CFTC and SEC Propose Joint Guidance on Treatment of Energy Capacity Contracts

Bob Zwirb Commentary by Bob Zwirb

The SEC and the CFTC proposed joint guidance relating to the appropriate treatment of certain peaking supply and capacity contracts.

The proposed guidance is meant to address circumstances in which these contracts should not be considered "swaps" for the purposes of the Commodity Exchange Act ("CEA").

The CFTC proposed that certain capacity contracts in electric power markets and certain natural gas contracts, known as "peaking supply contracts," should not be considered "swaps" under the CEA, because they are examples of customary commercial arrangements - as described in the final rule defining the term "swap." In particular, the CFTC pointed out that the contracts: (i) are entered into in response to regulatory requirements, (ii) are necessary to maintain reliable supplies, and (iii) facilitate storage or transport considerations that arise in the course of the normal operation of at least one party's business.

Comments on the guidance must be received thirty days after the date of publication in the Federal Register.

Commentary

Bob Zwirb
Bob Zwirb

In a statement accompanying the release, CFTC Chair Massad noted that the guidance will "clarify the treatment of contracts used by many businesses with respect to the supply and delivery of electric power and natural gas" and complement the CFTC's final rule regarding Trade Options, both of which will reduce burdens on end-users and allow them to better address commercial risk.
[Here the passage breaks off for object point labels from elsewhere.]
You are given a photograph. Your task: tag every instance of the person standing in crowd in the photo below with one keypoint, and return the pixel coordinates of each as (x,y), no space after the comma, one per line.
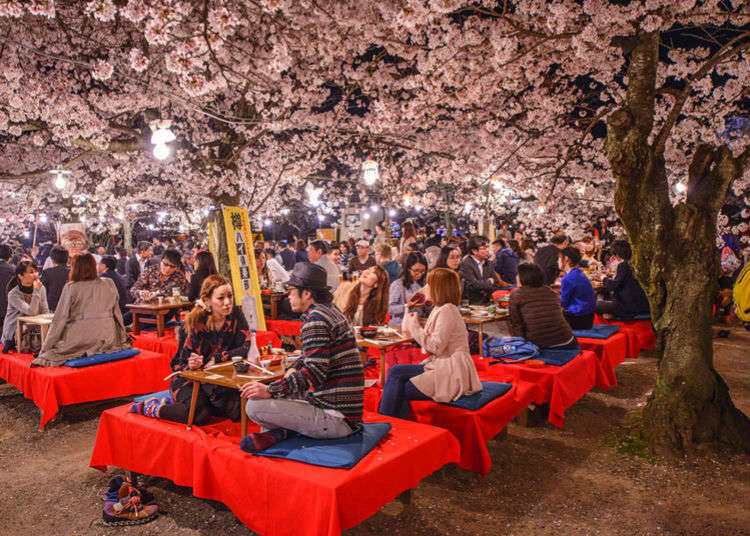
(26,297)
(107,270)
(122,261)
(576,293)
(278,274)
(546,258)
(322,393)
(317,252)
(383,258)
(215,330)
(161,279)
(137,263)
(55,278)
(449,372)
(478,273)
(363,260)
(403,289)
(87,320)
(628,298)
(287,256)
(506,263)
(367,301)
(6,274)
(450,257)
(203,266)
(536,313)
However, the CFTC provided this guidance in a way that preserves its future discretion, thus making it difficult for market participants to apply it in similar circumstances, but different commercial contexts. For example, the CFTC emphasized that its evaluation is based on a "facts and circumstances" test that eschews a "bright line" for determining whether a particular arrangement is a swap, and further that it "does not intend that the proposed guidance herein would affect the interpretation of when an agreement, contract, or transaction with embedded volumetric optionality would be considered a forward contract."

The ongoing refusal of the regulators to provide guidance beyond "facts and circumstances" on which market participants can rely is fundamentally inconsistent with the notion that citizens have a right to know the rules to which they are subject.